Aside: I did relent and go to commencement ceremonies when I finally got a college degree, because my parents stayed on me and helped me become the first in my immediate and extended family to get a four year degree – which I’ve certainly put to good use screwing up newspapers.
That aside, I’ve never gotten the need we have for ceremonies to mark this or that moment in our collective lives. Ribbon cuttings, ground breakings, graduations and all the other dog and pony shows we cook up to mark occasions aren’t the story. The story is what took place to get to that point, or what will take place to get somewhere else. The rest is just window dressing.
Ah well. Enough of that.
Being an editor – even of a weekly paper – is not without its dreaded responsibilities, one of which is that I feel compelled to address this latest crop of high school graduates and share the benefit of my experience and wisdom.
First, nothing’s free.
Even something you personally don’t have to pay for is going to cost somebody something. Your public school education – if you got one – came courtesy taxpayers. The clothes you wear, the shoes on your feet, the video games you play, the roads you ride around on, the food you eat, everything costs somebody something, and often it’s people who don’t even know you. The freedom you enjoy was paid for by the military, the peace and safety you hopefully know is a result of first responders standing watch 24-7.
So, remember at some point you’re going to be expected to help pay it forward to the next generation of kids you’ll probably wish would stay out of your yard.
Second, the day I write this the population on this planet is more than 7.8 billion human beings. I add this to note you’re being turned loose into a crowded world, so it’s a good idea to be polite and expect to have to stand in line.

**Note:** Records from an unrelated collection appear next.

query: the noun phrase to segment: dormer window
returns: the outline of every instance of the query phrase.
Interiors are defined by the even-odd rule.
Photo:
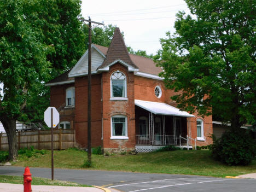
[[[159,86],[156,86],[155,88],[155,95],[158,98],[160,98],[162,96],[162,90]]]
[[[66,106],[74,106],[75,92],[74,87],[72,86],[66,90]]]
[[[111,75],[111,98],[113,100],[127,99],[126,78],[119,71]]]

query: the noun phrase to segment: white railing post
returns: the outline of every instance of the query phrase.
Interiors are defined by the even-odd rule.
[[[195,149],[196,150],[196,138],[195,138]]]

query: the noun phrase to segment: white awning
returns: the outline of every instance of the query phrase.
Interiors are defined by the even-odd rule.
[[[179,109],[165,103],[135,100],[135,105],[152,112],[156,115],[174,115],[180,117],[194,117],[188,112],[179,110]]]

Third, us adults haven’t left future generations in good shape in a lot of ways, but the biggest problem looming for you and your kids and grandkids might be that of climate change and the wholesale extinction of species. People run around cutting down 100 year old trees like there’s no tomorrow to put up strip malls and cookie cutter houses that’ll look worn out in a decade. That’s not sustainable.
Fourth, there are few things worse than snobs. Except loud rednecks and people who think everybody likes their music. They’re worse, but not by much.
Finally, be nice to animals, kids and the elderly, not necessarily in that order.